Ball Two – James Tredwell seems to have slid from England fringe back into the county game, but Stuart Broad could have done with some of his nous yesterday, when no bowler offered England’s latest captain any control. Tredwell bowled a full length on a tight line and varying his pace nicely. Importantly in T20 cricket (and, I suggest, in all cricket) he hurried through his overs, not letting the batsmen settle, getting through three dots and a single in the blinking of an eye, inviting the big shot at the end of the over. England need smart cricketers and Tredwell is one..
Ball Three – After leaving during the last lot of seemingly regular Glamorgan blood-letting, Tom Maynard has settled quietly into his Surrey career. He is showing signs of fulfilling some of his potential, which may not be quite as great as his father’s, but plenty enough to make Maynard Jnr a force in the game. Unlike some of the other young Surrey dashers, he has a calmness at the crease that bodes well for his new employers. He made 76, one more run than the other batsmen and extras combined.
Ball Four – Details matter in T20, as there are only 120 “events”. Late in the innings, when batsmen and going hard at the ball, third man has to be fine – “don’t get beaten on the inside” is the mantra from, I think, Duncan Fletcher. From two successive deliveries, Maynard flashed hard and garnered eight runs very fine – six more than he should have, getting Surrey up to 150. But Surrey also have third man too wide, so the net effect is neutral.

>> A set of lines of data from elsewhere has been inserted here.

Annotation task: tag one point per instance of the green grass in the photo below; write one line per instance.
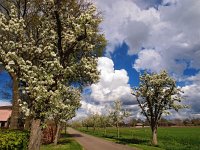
(64, 143)
(172, 138)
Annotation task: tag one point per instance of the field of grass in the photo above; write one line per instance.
(172, 138)
(64, 143)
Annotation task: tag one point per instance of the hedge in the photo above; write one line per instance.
(13, 140)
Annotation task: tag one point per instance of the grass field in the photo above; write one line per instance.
(64, 143)
(172, 138)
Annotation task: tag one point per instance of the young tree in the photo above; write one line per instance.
(117, 115)
(156, 94)
(56, 50)
(104, 122)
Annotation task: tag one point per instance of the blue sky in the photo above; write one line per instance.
(146, 35)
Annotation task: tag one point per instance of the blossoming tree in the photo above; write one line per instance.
(156, 94)
(54, 52)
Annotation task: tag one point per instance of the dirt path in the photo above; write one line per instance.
(93, 143)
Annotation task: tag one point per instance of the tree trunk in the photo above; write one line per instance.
(35, 135)
(65, 128)
(105, 133)
(15, 103)
(27, 123)
(117, 131)
(57, 134)
(154, 137)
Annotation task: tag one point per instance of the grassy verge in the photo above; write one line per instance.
(173, 138)
(64, 143)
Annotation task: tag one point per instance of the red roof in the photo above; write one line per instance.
(5, 114)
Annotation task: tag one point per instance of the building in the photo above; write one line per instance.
(5, 113)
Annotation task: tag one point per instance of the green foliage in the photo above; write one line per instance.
(13, 140)
(172, 138)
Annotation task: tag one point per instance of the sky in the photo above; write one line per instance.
(148, 35)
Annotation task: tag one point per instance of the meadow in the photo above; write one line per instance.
(64, 143)
(170, 138)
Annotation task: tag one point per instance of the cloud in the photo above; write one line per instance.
(192, 93)
(170, 28)
(112, 85)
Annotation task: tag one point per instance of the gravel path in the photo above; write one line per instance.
(94, 143)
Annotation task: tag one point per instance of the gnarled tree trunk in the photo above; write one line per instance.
(154, 136)
(35, 135)
(57, 134)
(27, 125)
(15, 103)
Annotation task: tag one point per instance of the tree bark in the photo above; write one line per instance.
(105, 133)
(15, 103)
(28, 123)
(57, 134)
(35, 135)
(154, 137)
(117, 131)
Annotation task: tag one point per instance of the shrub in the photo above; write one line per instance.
(13, 140)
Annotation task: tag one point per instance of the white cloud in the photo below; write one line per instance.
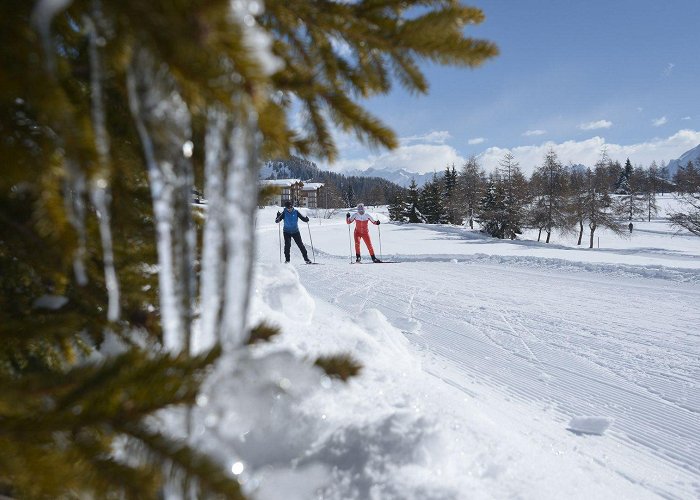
(434, 137)
(587, 152)
(531, 133)
(595, 125)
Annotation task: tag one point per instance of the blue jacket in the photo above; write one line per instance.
(291, 224)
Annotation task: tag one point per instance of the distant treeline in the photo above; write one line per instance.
(555, 197)
(339, 190)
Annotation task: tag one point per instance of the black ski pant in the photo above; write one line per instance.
(288, 244)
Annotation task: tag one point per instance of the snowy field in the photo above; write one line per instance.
(492, 369)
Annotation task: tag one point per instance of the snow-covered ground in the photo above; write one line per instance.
(492, 369)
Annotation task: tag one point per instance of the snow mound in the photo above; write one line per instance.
(589, 425)
(279, 288)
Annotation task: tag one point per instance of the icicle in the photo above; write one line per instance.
(211, 290)
(241, 202)
(100, 193)
(42, 16)
(74, 199)
(157, 106)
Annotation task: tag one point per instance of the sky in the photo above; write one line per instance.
(573, 76)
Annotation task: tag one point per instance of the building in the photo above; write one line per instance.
(310, 194)
(301, 195)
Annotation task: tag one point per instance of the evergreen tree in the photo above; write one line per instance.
(451, 196)
(687, 178)
(471, 186)
(492, 213)
(431, 203)
(515, 187)
(576, 204)
(109, 112)
(623, 183)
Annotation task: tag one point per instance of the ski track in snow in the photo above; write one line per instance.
(577, 338)
(642, 375)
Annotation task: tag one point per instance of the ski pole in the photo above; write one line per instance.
(313, 252)
(279, 236)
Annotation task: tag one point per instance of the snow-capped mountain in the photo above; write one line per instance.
(401, 177)
(691, 155)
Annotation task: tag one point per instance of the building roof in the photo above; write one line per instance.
(280, 182)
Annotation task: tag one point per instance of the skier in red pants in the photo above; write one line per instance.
(361, 231)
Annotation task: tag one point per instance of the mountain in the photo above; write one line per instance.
(401, 177)
(341, 189)
(690, 155)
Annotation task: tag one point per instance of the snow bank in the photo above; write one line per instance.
(286, 430)
(589, 425)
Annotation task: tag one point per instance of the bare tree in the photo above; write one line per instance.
(689, 217)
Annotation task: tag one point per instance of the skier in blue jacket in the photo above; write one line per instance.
(291, 230)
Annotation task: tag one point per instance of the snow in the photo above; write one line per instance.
(491, 369)
(590, 425)
(50, 302)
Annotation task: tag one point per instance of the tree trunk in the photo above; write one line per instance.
(580, 233)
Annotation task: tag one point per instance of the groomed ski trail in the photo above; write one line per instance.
(587, 352)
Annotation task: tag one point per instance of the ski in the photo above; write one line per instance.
(381, 262)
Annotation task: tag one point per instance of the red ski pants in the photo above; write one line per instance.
(368, 242)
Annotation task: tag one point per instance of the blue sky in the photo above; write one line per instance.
(572, 75)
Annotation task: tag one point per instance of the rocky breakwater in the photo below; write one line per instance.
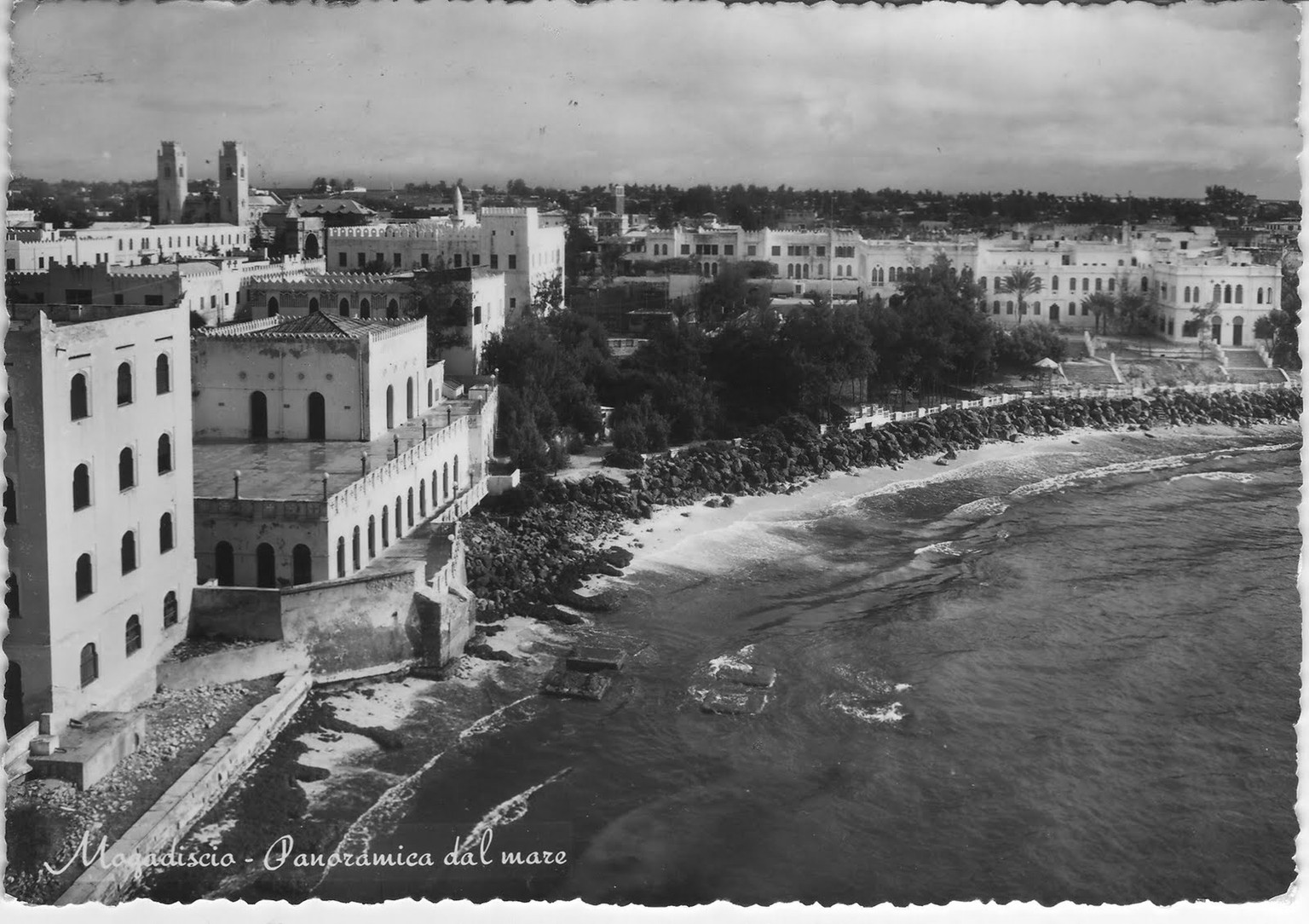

Ball Five – Sometimes pace can be as much a curse as a blessing in T20 cricket, as the ball can flash off the bat as quickly as it hits it. But Dirk Nannes is long enough in the tooth to know that quick ‘n’ straight is always a handy tactic at the top of the order – and it was enough to see off Kent’s ex-England openers
Ball Six – It’s just an impression that I can’t prove, but I have the feeling that ground fielding, including throwing down the stumps, has never been better – as it should be with fielding coaches, endless practice drills and twelve month county contracts. Catching, in contrast, seems to have regressed, possibly because there are more catches to drop, possibly because the batsmen hit the ball harder but maybe because it’s more difficult to sight the white ball against the sky, cloudy or blue. The pink ball – mooted as the best option for day-night Tests, can’t come soon enough.